Evgeniy Stepanets (Ukraine)

Days, nights, Kyiv. 

The first wave of refugees from Luhansk (Eastern Ukraine) came on June 2014, when the first sounds of explosions hit the outskirts and streets of the city.

For many people between 18 to 25 it became the final push to leave their home town. Luhansk has never been a place for romantics. It was a typical provincial post-Soviet city where time seemed to stand still, where everyone knew everything about each other. All of us were dreaming to escape from it.

Like most young people, I’ve chosen Kyiv. To me and my friends the capital seemed to be the city of opportunities.

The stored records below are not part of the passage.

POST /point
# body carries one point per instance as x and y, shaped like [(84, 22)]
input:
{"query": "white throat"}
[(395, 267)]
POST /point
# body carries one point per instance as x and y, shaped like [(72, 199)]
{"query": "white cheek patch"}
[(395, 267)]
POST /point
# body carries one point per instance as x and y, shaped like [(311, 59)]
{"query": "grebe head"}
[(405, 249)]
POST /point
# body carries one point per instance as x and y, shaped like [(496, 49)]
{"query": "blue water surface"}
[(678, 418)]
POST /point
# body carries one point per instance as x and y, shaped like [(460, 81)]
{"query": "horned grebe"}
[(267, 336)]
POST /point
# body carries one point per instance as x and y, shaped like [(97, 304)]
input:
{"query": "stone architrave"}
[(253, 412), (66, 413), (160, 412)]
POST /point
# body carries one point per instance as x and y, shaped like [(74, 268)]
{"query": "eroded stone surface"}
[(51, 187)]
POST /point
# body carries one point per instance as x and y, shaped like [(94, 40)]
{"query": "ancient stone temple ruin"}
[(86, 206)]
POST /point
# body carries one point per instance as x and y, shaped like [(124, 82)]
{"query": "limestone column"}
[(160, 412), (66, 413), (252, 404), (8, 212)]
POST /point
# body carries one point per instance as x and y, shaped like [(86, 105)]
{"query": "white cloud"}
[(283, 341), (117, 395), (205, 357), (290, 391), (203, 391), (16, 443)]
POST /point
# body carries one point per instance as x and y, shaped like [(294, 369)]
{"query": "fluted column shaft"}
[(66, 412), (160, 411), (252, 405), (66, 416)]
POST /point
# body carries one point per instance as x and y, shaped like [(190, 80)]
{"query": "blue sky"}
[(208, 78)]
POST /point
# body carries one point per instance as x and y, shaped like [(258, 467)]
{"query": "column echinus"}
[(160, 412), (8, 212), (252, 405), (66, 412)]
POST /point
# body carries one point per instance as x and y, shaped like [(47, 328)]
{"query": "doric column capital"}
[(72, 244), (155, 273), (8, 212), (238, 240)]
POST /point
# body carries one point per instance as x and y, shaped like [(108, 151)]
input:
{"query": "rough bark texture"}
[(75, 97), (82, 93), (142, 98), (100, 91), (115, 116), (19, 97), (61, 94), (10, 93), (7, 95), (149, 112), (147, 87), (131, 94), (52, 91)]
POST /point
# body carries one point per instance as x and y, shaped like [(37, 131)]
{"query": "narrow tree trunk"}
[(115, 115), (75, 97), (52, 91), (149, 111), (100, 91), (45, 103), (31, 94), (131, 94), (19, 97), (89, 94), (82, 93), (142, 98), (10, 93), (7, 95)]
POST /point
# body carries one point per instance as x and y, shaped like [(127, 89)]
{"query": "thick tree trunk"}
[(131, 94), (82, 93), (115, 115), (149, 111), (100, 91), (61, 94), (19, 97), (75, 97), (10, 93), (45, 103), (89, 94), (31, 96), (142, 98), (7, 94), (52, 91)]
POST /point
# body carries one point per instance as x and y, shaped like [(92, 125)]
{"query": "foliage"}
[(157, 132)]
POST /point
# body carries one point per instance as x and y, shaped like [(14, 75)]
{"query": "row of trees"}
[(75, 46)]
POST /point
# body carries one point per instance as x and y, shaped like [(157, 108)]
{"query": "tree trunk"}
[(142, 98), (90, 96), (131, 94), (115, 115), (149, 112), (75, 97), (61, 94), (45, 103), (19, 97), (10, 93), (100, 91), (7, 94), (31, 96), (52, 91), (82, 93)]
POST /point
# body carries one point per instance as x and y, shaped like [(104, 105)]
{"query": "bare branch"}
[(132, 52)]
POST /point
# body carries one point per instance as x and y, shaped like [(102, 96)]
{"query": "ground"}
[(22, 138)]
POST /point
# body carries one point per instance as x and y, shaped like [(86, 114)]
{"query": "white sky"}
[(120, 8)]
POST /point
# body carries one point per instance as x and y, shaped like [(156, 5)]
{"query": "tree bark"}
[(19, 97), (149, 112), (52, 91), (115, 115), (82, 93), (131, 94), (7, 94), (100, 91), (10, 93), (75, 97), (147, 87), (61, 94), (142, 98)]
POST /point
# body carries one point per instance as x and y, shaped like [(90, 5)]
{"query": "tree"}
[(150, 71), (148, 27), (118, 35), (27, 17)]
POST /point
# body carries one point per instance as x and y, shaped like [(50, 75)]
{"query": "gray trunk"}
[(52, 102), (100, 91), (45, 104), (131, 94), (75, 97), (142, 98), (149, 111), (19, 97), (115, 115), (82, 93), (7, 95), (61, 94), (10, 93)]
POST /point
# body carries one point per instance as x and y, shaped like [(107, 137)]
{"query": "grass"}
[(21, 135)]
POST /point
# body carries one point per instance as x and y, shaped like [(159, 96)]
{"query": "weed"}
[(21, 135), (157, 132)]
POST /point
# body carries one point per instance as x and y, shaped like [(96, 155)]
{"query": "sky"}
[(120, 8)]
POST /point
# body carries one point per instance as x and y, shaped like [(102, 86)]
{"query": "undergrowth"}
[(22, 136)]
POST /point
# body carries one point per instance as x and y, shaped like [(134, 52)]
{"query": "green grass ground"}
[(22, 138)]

We thought there you could find the job of your dreams, meet new people and—at the beginning—count on those who moved there long before the conflict.

Throughout the year, I’ve been trying to capture what has changed in the lives of my friends and acquaintances. What were their dreams and thoughts now, whether they have changed or remained the same. My greatest surprise was that the feeling of homesickness had been gradually erased with new experiences, new faces, acquaintances, street lights. It seemed like everyone gained their freedom, which was stronger than the yearning for the home town, the city that will never be the same again and to which hardly anyone will come back. 

Evgeniy Stepanets was born in Luhansk (East Ukraine) in 1989.

Finished  Volodymyr Dahl East Ukrainian National University.

Currently lives and works in Kyiv as freelance photographer and designer.

He is focusing on documentary photography, exploring social issues in modern Ukraine.